Decreasing tracheal system volume during intermolt development in grasshoppers

Abstract

One major reason for the evolutionary success of insects is their unique tracheal respiratory system. However, during development when oxygen demands are high, the tracheal system may not be able to deliver adequate oxygen to the tissues. For example, in developing American locusts (Schistocerca americana), body mass can double during the intermolt period. Also during the intermolt period, jumping performance decreases while jumping muscle lactate production increases, suggesting increased oxygen delivery problems at the end of the instar. We hypothesized that decreased oxygen delivery during the instar is due to increasing body mass within the rigid exoskeleton compressing the air‐filled tracheal system.

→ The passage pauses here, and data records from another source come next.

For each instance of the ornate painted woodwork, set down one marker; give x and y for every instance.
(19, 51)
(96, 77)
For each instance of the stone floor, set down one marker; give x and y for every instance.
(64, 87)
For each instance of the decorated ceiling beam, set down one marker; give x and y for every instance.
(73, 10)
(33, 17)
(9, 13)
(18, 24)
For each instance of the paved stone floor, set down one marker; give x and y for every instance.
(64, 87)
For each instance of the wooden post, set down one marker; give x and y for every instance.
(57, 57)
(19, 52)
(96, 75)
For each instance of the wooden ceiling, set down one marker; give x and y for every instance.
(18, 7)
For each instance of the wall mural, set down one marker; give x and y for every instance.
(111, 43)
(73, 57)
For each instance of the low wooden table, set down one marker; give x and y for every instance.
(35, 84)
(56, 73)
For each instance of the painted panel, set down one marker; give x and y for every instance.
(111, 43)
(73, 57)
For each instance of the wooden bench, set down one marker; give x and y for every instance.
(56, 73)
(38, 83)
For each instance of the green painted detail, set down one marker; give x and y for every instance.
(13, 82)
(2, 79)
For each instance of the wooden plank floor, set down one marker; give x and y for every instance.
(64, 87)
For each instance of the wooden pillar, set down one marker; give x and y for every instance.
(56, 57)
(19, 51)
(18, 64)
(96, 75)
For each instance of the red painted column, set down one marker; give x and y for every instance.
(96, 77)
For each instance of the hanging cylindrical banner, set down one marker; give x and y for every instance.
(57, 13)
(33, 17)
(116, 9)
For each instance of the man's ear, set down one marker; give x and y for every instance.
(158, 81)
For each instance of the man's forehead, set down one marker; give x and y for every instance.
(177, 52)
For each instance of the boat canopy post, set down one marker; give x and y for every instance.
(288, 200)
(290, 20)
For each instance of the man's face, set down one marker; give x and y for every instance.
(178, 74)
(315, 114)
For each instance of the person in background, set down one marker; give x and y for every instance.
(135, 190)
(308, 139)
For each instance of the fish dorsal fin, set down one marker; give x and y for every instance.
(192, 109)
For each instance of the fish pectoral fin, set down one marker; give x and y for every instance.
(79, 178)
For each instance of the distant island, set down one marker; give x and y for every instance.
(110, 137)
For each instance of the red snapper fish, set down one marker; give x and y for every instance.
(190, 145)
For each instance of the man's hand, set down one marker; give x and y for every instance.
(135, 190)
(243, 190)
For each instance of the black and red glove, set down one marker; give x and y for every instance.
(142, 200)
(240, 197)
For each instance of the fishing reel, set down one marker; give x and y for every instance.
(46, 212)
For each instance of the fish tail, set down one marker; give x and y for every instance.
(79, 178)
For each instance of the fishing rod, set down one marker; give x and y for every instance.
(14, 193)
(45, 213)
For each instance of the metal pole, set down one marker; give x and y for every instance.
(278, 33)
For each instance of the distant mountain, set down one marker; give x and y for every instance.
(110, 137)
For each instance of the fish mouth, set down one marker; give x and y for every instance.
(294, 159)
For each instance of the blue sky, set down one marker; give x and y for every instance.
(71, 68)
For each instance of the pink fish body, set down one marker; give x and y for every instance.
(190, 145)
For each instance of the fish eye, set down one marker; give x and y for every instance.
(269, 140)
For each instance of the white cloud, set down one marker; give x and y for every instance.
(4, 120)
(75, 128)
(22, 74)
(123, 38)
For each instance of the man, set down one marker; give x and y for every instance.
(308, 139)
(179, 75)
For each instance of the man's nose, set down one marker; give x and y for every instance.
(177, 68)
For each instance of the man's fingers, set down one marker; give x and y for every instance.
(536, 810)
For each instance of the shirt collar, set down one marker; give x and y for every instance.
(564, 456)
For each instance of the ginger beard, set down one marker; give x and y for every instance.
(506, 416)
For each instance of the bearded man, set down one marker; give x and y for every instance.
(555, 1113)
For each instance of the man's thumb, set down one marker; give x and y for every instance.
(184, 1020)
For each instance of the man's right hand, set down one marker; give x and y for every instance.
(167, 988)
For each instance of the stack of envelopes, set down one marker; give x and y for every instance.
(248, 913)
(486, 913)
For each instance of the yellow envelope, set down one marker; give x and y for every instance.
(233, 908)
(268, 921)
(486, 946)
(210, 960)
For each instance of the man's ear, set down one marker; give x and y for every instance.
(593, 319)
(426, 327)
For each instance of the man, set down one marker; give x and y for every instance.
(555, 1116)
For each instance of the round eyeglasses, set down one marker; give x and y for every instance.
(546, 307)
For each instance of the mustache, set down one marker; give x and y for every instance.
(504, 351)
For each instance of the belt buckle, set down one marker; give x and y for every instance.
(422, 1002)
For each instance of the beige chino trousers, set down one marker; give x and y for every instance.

To test this hypothesis, we identified early and late female sixth instar S. americana. Similar to previous work, body mass increased during the instar from 0.73g to 1.3g (78% increase) while femur length remained constant at 19.3mm. Using a Bruker SkyScan1272 micro‐computed tomography (uCT) system, we scanned early and late sixth instars (n=5). uCT image (TIF) files were reconstructed using NRecon and the tracheal system was segmented using Amira 3D and Biomedisa. Total body and tracheal volumes were analyzed using Amira 3D. Although total body volume increased by 53% during the instar, tracheal volume decreased by 145%. Early instar tracheal volume was 0.31 mL, while late instar tracheal volume was 0.05 mL. Therefore, the relative proportion of tracheal volume to body volume ratio decreases from 44% to 5.2% during the instar. Our finding that tracheal volume decreases during the intermolt period supports previous work showing that late stage grasshoppers rely more on anaerobic metabolism during repeated jumping.